بِسْمِ اللّٰهِ الرَّحْمٰنِ الرَّح۪يمِ

وَٱصْبِرْ عَلَىٰ مَا يَقُولُونَ وَٱهْجُرْهُمْ هَجْرًا جَمِيلًا ﴿١٠

Ve ağyarın diyeceklerine sabret ve onları bir hecri cemîl ile terket ayrıl.

— Elmalılı Hamdi Yazır

وَذَرْنِى وَٱلْمُكَذِّبِينَ أُوْلِى ٱلنَّعْمَةِ وَمَهِّلْهُمْ قَلِيلًا ﴿١١

Ve bırak da bana o tekzîb edici zevk-u refah sahiblerini, mühlet ver onlara biraz.

— Elmalılı Hamdi Yazır

إِنَّ لَدَيْنَآ أَنكَالًا وَجَحِيمًا ﴿١٢

Çünkü bizim yanımızda bukağılar var, ve bir cehîm var.

— Elmalılı Hamdi Yazır

وَطَعَامًا ذَا غُصَّةٍ وَعَذَابًا أَلِيمًا ﴿١٣

Ve buğaza duran bir ta'am ve bir azâbi elîm var.

— Elmalılı Hamdi Yazır

يَوْمَ تَرْجُفُ ٱلْأَرْضُ وَٱلْجِبَالُ وَكَانَتِ ٱلْجِبَالُ كَثِيبًا مَّهِيلًا ﴿١٤

O gün ki yer ve dağlar sarsılacak, dağlar erimiş bir kum yığınına dönecektir.

— Elmalılı Hamdi Yazır

إِنَّآ أَرْسَلْنَآ إِلَيْكُمْ رَسُولًا شَٰهِدًا عَلَيْكُمْ كَمَآ أَرْسَلْنَآ إِلَىٰ فِرْعَوْنَ رَسُولًا ﴿١٥

Haberiniz olsun biz size bir Resul gönderdik, üzerinizde şâhid, Nitekim gönderdiğimiz gibi Firavun’a bir Resul.

— Elmalılı Hamdi Yazır

فَعَصَىٰ فِرْعَوْنُ ٱلرَّسُولَ فَأَخَذْنَٰهُ أَخْذًا وَبِيلًا ﴿١٦

Ki Firavun o Resul’e isyan etti de biz onu vehîm bir tutuşla tuttuk alıverdik.

— Elmalılı Hamdi Yazır

فَكَيْفَ تَتَّقُونَ إِن كَفَرْتُمْ يَوْمًا يَجْعَلُ ٱلْوِلْدَٰنَ شِيبًا ﴿١٧

O halde siz nasıl korunursunuz küfredersiniz?

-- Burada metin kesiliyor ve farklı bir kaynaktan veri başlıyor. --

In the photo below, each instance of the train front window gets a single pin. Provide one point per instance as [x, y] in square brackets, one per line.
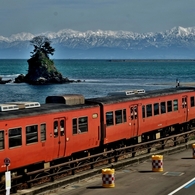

O gün ki çocukları ak saçlı kocalara çevirir.

— Elmalılı Hamdi Yazır

ٱلسَّمَآءُ مُنفَطِرٌۢ بِهِۦۚ كَانَ وَعْدُهُۥ مَفْعُولًا ﴿١٨

Semâ onunla çatlamış tır ve onun vaadi fiîle çıkarılmıştır.

— Elmalılı Hamdi Yazır

إِنَّ هَٰذِهِۦ تَذْكِرَةٌۖ فَمَن شَآءَ ٱتَّخَذَ إِلَىٰ رَبِّهِۦ سَبِيلًا ﴿١٩

İşte bu bir tezkiredir, artık dileyen Rabb’ine bir yol tutar.

— Elmalılı Hamdi Yazır

إِنَّ رَبَّكَ يَعْلَمُ أَنَّكَ تَقُومُ أَدْنَىٰ مِن ثُلُثَىِ ٱلَّيْلِ وَنِصْفَهُۥ وَثُلُثَهُۥ وَطَآئِفَةٌ مِّنَ ٱلَّذِينَ مَعَكَۚ وَٱللَّهُ يُقَدِّرُ ٱلَّيْلَ وَٱلنَّهَارَۚ عَلِمَ أَن لَّن تُحْصُوهُ فَتَابَ عَلَيْكُمْۖ فَٱقْرَءُواْ مَا تَيَسَّرَ مِنَ ٱلْقُرْءَانِۚ عَلِمَ أَن سَيَكُونُ مِنكُم مَّرْضَىٰۙ وَءَاخَرُونَ يَضْرِبُونَ فِى ٱلْأَرْضِ يَبْتَغُونَ مِن فَضْلِ ٱللَّهِۙ وَءَاخَرُونَ يُقَٰتِلُونَ فِى سَبِيلِ ٱللَّهِۖ فَٱقْرَءُواْ مَا تَيَسَّرَ مِنْهُۚ وَأَقِيمُواْ ٱلصَّلَوٰةَ وَءَاتُواْ ٱلزَّكَوٰةَ وَأَقْرِضُواْ ٱللَّهَ قَرْضًا حَسَنًاۚ وَمَا تُقَدِّمُواْ لِأَنفُسِكُم مِّنْ خَيْرٍ تَجِدُوهُ عِندَ ٱللَّهِ هُوَ خَيْرًا وَأَعْظَمَ أَجْرًاۚ وَٱسْتَغْفِرُواْ ٱللَّهَۖ إِنَّ ٱللَّهَ غَفُورٌ رَّحِيمٌۢ ﴿٢٠

Filhakika Rabbin biliyor ki sen muhakkak gece üçte ikisine yakın ve yarısı ve üçte biri kalkıyorsun beraberindekilerden de bir tâife, halbuki geceyi gündüzü Allah takdir eder, bildi ki siz onu bundan öte başaramazsınız, onun için size lutf ile ircaı nazar buyurdu, bundan böyle Kur'an’dan ne kolay gelirse okuyun, bildi ki içinizden hastalar olacak, diğer bir takımları Allah’ın fazlından bir kâr aramak üzere Yer yüzünde yol tepecekler, diğer bir takımları da Allah yolunda çarpışacaklar, o halde ondan ne kolay gelirse okuyun ve namazı kılın ve zekâtı verin ve Allah’a arzı hasen takdim edin, kendilerinizin hesabına hayr olarak her nede takdim ederseniz onu Allah yanında daha hayırlı ve ecirce daha büyük bulacaksınız, hem de Allah’a istiğfar edin, şüphesiz ki Allah Gafurdur Rahimdir.